CEVAP: Türkiye’nin işsizlik oranı 2011 yılı için %9,1’dir.
#3
SORU: Türkiye’de iş piyasasında istihdamın sektörlere göre dağılımına bakıldığında en fazla oranı hangi sektör almaktadır?
CEVAP: Dönem boyunca da sürekli artarak 2011 Ekim ayı itibarı ile 13,5 milyon kişi düzeyine ulaşmıştır. Hizmetler sektöründen sonra ise en çok iş gücü istihdam eden sektör ise Tarım sektörü olarak göze çarpmaktadır.
#4
SORU: Ekonomik açıdan nüfus ne anlam ifade etmektedir?

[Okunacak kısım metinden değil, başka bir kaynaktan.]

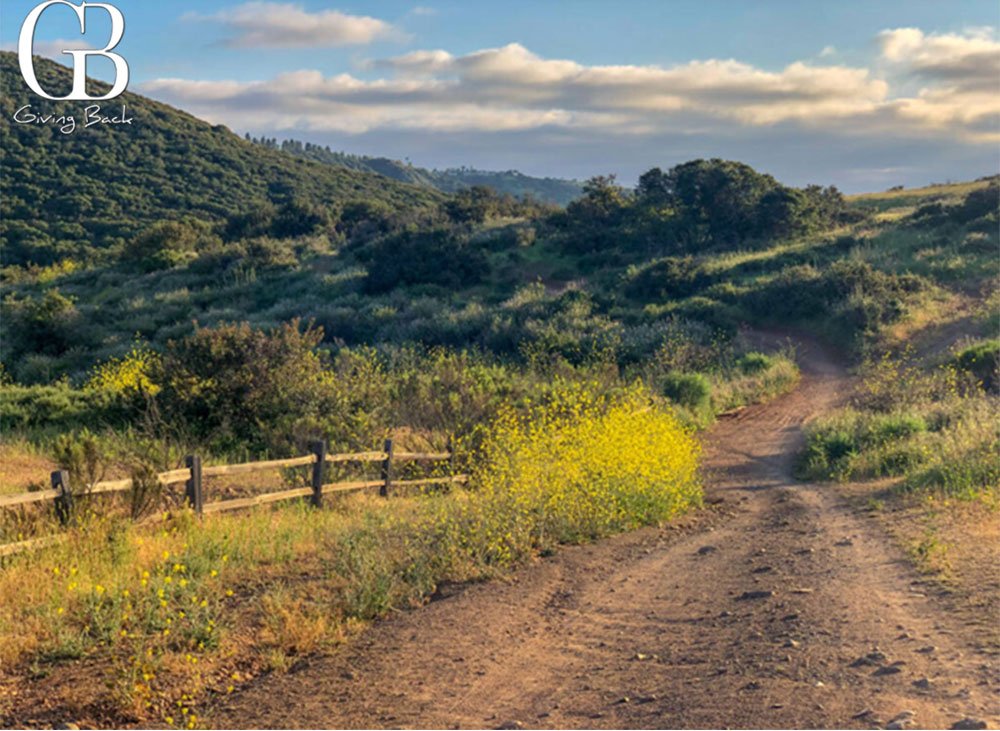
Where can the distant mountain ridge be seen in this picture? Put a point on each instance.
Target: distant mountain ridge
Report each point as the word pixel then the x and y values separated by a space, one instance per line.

CEVAP: Nüfus bir ülkenin sahip olduğu insan sayısını ifade etmektedir. Ekonomik açıdan insan gücü olarak da nitelendirilebilecek bu kavram ülkenin üretim gücünün en önemli aktörüdür. Bunun yanı sıra bir ülkede nüfus miktarının yüksek olması talebin de yüksek olması demektir. İhracatçılar açısından yüksek nüfuslu ülkeler ticaretin yönlendirilmesinde tercih nedeni olabilmektedir. Talebin yüksek olması firmaların mal ve hizmetlerini daha yüksek miktarlarda satabilmeleri imkânını yaratmaktadır. İthalat açısından bakıldığında, yüksek nüfus ithalatın da artması demektir ki bu durum yine ülke karar vericilerinin plan, program ve politikalarını belirlerken göz önünde bulundurmaları gereken önemli bir konuyu ifade etmektedir. Bir ülke nüfusu ne kadar çok ise üretim gücü de o kadar yüksek olacaktır. Türkiye kuruluşundan bugüne kadar sürekli ve hızlı bir şekilde artan nüfusa sahiptir. Bugün nüfus açısından dünyanın en büyük ülkelerinden birisidir.
#5
SORU: 2011 yılında Türkiye nüfusu ne kadardır?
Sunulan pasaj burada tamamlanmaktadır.